Polanco explained that many patients see a fully formed 3D world that they can navigate, and “laser into aspects of your psyche that you need to work on.”

A community member based in Boston who has undergone treatment in the past said that he faced a lot “sensitive emotional stuff – regret, remorse, shame, and pain that I had been putting family through.” His addiction was seen as “an emotional burden that I suddenly became aware of, that I had been ignoring.”

CLINICAL TRIAL

What would a clinical trial for Ibogaine treatment look like? In Polanco’s clinic, staff creates a context for patients to feel safe within. Because the treatment can be a difficult journey, patients undergo rigorous medical exams and are rejected for treatment if they fail certain tests, such as cardiac tests. They also wear heart monitors during the treatment.

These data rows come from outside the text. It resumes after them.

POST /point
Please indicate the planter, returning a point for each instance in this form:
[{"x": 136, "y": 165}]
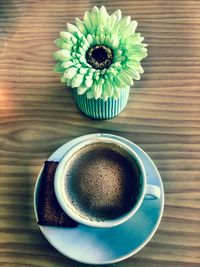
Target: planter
[{"x": 100, "y": 109}]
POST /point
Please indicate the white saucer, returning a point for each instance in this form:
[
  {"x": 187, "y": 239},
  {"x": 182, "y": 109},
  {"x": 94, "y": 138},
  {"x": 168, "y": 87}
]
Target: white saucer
[{"x": 103, "y": 246}]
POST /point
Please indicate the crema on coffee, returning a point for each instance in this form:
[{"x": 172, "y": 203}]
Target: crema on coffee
[{"x": 102, "y": 181}]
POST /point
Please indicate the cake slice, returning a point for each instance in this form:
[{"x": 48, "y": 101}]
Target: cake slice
[{"x": 49, "y": 211}]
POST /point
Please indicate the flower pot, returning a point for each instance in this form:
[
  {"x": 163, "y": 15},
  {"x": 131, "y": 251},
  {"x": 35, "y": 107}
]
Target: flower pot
[{"x": 100, "y": 109}]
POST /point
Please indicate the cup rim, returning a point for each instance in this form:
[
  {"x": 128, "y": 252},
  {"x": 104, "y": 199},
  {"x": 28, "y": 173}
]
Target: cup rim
[{"x": 60, "y": 192}]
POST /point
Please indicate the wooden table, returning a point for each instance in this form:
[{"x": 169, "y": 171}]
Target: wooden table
[{"x": 38, "y": 115}]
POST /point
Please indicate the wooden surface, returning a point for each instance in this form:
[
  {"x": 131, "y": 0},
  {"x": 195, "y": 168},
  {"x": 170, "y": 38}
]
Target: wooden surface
[{"x": 38, "y": 114}]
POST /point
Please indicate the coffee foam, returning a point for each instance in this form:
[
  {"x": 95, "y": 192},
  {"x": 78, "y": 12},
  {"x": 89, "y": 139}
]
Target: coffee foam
[{"x": 102, "y": 181}]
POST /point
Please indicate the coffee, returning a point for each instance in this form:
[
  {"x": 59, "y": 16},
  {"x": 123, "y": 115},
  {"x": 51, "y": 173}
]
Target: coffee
[{"x": 102, "y": 181}]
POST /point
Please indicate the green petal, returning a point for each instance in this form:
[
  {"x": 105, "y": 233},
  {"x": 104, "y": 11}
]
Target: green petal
[
  {"x": 97, "y": 89},
  {"x": 81, "y": 90},
  {"x": 88, "y": 22},
  {"x": 118, "y": 14},
  {"x": 88, "y": 82},
  {"x": 134, "y": 74},
  {"x": 58, "y": 68},
  {"x": 90, "y": 39},
  {"x": 125, "y": 78},
  {"x": 80, "y": 25},
  {"x": 70, "y": 73},
  {"x": 130, "y": 29},
  {"x": 63, "y": 80},
  {"x": 83, "y": 70},
  {"x": 90, "y": 94},
  {"x": 67, "y": 64},
  {"x": 62, "y": 55},
  {"x": 108, "y": 87},
  {"x": 77, "y": 80},
  {"x": 59, "y": 42},
  {"x": 103, "y": 16},
  {"x": 102, "y": 38},
  {"x": 114, "y": 41},
  {"x": 94, "y": 18},
  {"x": 74, "y": 30},
  {"x": 112, "y": 21}
]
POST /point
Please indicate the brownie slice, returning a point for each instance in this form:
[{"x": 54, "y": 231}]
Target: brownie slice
[{"x": 49, "y": 211}]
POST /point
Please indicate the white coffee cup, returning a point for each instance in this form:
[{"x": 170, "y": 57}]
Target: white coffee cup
[{"x": 147, "y": 192}]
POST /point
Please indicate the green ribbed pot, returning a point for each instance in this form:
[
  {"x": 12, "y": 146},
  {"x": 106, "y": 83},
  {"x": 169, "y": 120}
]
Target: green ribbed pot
[{"x": 100, "y": 109}]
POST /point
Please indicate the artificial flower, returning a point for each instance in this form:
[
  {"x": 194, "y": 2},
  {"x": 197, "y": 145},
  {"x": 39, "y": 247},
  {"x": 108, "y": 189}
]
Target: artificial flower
[{"x": 100, "y": 55}]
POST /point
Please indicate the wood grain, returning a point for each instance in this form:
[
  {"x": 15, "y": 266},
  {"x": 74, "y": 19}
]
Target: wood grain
[{"x": 38, "y": 114}]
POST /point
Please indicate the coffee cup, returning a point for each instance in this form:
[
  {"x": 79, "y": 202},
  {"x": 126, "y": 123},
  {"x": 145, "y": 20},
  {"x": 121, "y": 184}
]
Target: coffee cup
[{"x": 101, "y": 182}]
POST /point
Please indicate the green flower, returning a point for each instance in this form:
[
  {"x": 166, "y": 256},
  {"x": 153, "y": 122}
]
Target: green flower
[{"x": 101, "y": 55}]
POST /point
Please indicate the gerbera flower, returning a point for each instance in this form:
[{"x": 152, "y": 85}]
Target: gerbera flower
[{"x": 100, "y": 55}]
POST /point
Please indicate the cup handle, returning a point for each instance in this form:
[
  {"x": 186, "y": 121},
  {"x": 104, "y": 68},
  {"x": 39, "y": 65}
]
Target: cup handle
[{"x": 152, "y": 192}]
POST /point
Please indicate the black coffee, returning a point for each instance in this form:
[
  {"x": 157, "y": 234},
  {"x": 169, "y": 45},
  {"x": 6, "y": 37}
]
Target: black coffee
[{"x": 102, "y": 181}]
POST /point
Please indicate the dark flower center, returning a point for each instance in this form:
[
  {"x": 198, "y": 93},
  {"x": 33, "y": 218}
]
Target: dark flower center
[{"x": 99, "y": 56}]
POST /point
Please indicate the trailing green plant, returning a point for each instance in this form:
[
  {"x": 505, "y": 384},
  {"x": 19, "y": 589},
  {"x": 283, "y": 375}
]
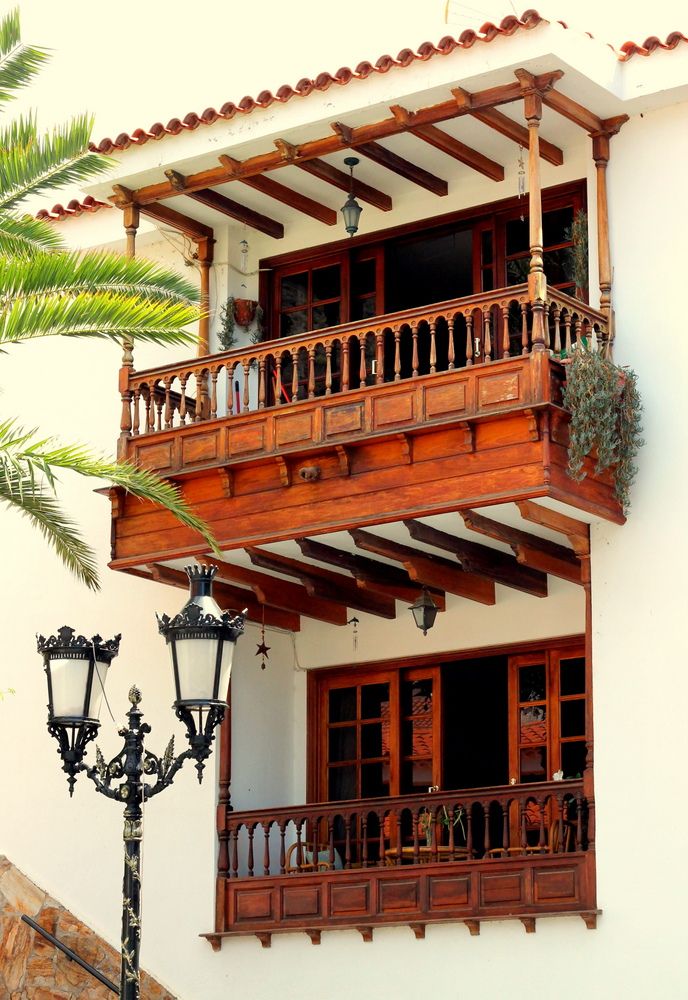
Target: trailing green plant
[
  {"x": 226, "y": 333},
  {"x": 605, "y": 408}
]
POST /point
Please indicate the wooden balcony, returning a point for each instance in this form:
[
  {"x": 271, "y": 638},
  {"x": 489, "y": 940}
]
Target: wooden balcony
[
  {"x": 440, "y": 408},
  {"x": 515, "y": 852}
]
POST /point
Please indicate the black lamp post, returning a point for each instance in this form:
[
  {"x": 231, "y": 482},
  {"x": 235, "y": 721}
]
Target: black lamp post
[
  {"x": 351, "y": 210},
  {"x": 201, "y": 639}
]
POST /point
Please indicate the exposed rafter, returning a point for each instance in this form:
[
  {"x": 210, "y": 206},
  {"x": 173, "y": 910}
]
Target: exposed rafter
[
  {"x": 428, "y": 570},
  {"x": 482, "y": 560},
  {"x": 369, "y": 573},
  {"x": 530, "y": 550},
  {"x": 323, "y": 583},
  {"x": 232, "y": 597}
]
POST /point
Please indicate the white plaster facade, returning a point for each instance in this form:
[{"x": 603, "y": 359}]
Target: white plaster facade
[{"x": 639, "y": 605}]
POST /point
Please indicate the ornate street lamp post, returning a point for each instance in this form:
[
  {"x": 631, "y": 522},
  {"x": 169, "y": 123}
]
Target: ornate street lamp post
[{"x": 201, "y": 640}]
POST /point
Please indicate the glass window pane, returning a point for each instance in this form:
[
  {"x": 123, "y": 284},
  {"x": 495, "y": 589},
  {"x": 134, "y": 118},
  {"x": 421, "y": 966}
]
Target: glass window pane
[
  {"x": 534, "y": 763},
  {"x": 573, "y": 718},
  {"x": 363, "y": 277},
  {"x": 532, "y": 683},
  {"x": 374, "y": 701},
  {"x": 372, "y": 741},
  {"x": 327, "y": 315},
  {"x": 342, "y": 744},
  {"x": 517, "y": 235},
  {"x": 341, "y": 783},
  {"x": 294, "y": 290},
  {"x": 572, "y": 676},
  {"x": 573, "y": 757},
  {"x": 374, "y": 780},
  {"x": 342, "y": 704},
  {"x": 557, "y": 226},
  {"x": 293, "y": 323},
  {"x": 326, "y": 283}
]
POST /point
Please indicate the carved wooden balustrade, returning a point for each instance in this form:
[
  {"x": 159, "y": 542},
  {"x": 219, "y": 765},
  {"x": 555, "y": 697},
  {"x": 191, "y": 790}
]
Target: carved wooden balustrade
[
  {"x": 441, "y": 337},
  {"x": 470, "y": 855}
]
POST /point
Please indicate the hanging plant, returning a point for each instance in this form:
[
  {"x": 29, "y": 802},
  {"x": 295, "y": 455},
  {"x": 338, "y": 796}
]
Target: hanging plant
[
  {"x": 226, "y": 334},
  {"x": 605, "y": 408}
]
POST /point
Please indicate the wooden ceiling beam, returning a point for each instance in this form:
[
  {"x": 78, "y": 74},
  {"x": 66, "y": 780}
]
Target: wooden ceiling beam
[
  {"x": 446, "y": 143},
  {"x": 428, "y": 570},
  {"x": 234, "y": 597},
  {"x": 507, "y": 127},
  {"x": 317, "y": 148},
  {"x": 283, "y": 194},
  {"x": 577, "y": 532},
  {"x": 530, "y": 550},
  {"x": 368, "y": 573},
  {"x": 280, "y": 593},
  {"x": 392, "y": 161},
  {"x": 482, "y": 560},
  {"x": 240, "y": 213},
  {"x": 322, "y": 583}
]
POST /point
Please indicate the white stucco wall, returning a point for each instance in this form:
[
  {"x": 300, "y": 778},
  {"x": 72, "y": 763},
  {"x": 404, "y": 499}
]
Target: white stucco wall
[{"x": 641, "y": 685}]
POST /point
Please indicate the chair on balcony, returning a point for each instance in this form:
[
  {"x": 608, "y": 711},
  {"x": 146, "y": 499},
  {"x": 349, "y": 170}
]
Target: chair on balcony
[{"x": 310, "y": 862}]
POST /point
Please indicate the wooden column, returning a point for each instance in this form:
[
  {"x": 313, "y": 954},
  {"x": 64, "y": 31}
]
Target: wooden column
[
  {"x": 205, "y": 259},
  {"x": 600, "y": 153},
  {"x": 537, "y": 283}
]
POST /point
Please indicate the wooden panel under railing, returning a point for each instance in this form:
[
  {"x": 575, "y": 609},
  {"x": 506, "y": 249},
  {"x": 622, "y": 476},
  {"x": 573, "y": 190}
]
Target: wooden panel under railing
[
  {"x": 422, "y": 341},
  {"x": 470, "y": 855}
]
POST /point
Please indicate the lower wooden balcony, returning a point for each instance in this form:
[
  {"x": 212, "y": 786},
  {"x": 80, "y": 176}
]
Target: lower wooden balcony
[{"x": 514, "y": 852}]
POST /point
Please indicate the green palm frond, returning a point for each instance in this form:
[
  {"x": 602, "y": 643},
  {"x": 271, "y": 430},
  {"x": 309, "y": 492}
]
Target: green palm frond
[
  {"x": 96, "y": 315},
  {"x": 19, "y": 63},
  {"x": 52, "y": 160},
  {"x": 38, "y": 503},
  {"x": 23, "y": 235},
  {"x": 68, "y": 274}
]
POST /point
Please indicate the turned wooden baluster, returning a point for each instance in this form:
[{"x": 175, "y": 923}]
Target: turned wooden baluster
[
  {"x": 247, "y": 370},
  {"x": 328, "y": 369},
  {"x": 556, "y": 316},
  {"x": 234, "y": 873},
  {"x": 487, "y": 333},
  {"x": 311, "y": 373},
  {"x": 283, "y": 848},
  {"x": 182, "y": 399},
  {"x": 379, "y": 357},
  {"x": 433, "y": 347},
  {"x": 135, "y": 407},
  {"x": 397, "y": 354},
  {"x": 506, "y": 340},
  {"x": 345, "y": 365},
  {"x": 261, "y": 383},
  {"x": 213, "y": 393},
  {"x": 525, "y": 342},
  {"x": 362, "y": 369},
  {"x": 451, "y": 358},
  {"x": 414, "y": 361},
  {"x": 266, "y": 847},
  {"x": 251, "y": 830},
  {"x": 278, "y": 380}
]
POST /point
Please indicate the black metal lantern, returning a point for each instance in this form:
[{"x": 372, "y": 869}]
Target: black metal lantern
[
  {"x": 424, "y": 611},
  {"x": 351, "y": 210},
  {"x": 76, "y": 668},
  {"x": 201, "y": 641}
]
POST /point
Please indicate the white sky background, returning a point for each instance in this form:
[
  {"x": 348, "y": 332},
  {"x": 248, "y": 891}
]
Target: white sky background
[{"x": 134, "y": 62}]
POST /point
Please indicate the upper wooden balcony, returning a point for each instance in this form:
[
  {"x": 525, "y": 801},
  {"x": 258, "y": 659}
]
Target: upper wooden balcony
[{"x": 444, "y": 407}]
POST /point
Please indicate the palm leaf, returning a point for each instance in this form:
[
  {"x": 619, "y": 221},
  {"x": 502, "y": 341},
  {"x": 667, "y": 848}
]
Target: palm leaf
[
  {"x": 19, "y": 64},
  {"x": 53, "y": 160}
]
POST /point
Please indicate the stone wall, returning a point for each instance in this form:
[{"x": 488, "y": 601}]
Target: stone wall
[{"x": 33, "y": 969}]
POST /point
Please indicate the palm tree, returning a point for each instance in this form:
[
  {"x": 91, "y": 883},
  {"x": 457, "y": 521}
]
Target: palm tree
[{"x": 47, "y": 290}]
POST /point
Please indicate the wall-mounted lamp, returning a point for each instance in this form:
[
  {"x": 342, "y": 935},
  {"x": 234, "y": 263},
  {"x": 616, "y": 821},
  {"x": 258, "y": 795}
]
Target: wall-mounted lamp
[
  {"x": 351, "y": 210},
  {"x": 424, "y": 611}
]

Berry also pointed out that some patients will not qualify because they are not willing to take the difficult journey, but one former patient said that while there is a fear component to the experience, “I’d rather face that internal kind of journey, than experience traditional detox where you’re treated like you’re a waste of space.”

“That’s the stigma surrounding addiction,” he said. “This is the most compassionate option that exists, in my opinion.”

FOLLOW UP

Many also point out that patients must also follow up treatment with therapy and a change of environment. “You’re given the insight, but you can reject it,” Scot said.

Dame said the human services committee will discuss the bill and may attach it to a larger bill that looks at Vermont’s entire system of care for opiate addiction. They will then take testimony from patients and physicians and look at scientific studies for data.

“You don’t want to say it’s a cure or a silver bullet,” Scot said, “but it’s a reset switch, and at the right dose, it stimulates your own neurons to regrow themselves and undo the damage.” This, Scot said, “is proof that this damage is reversible.”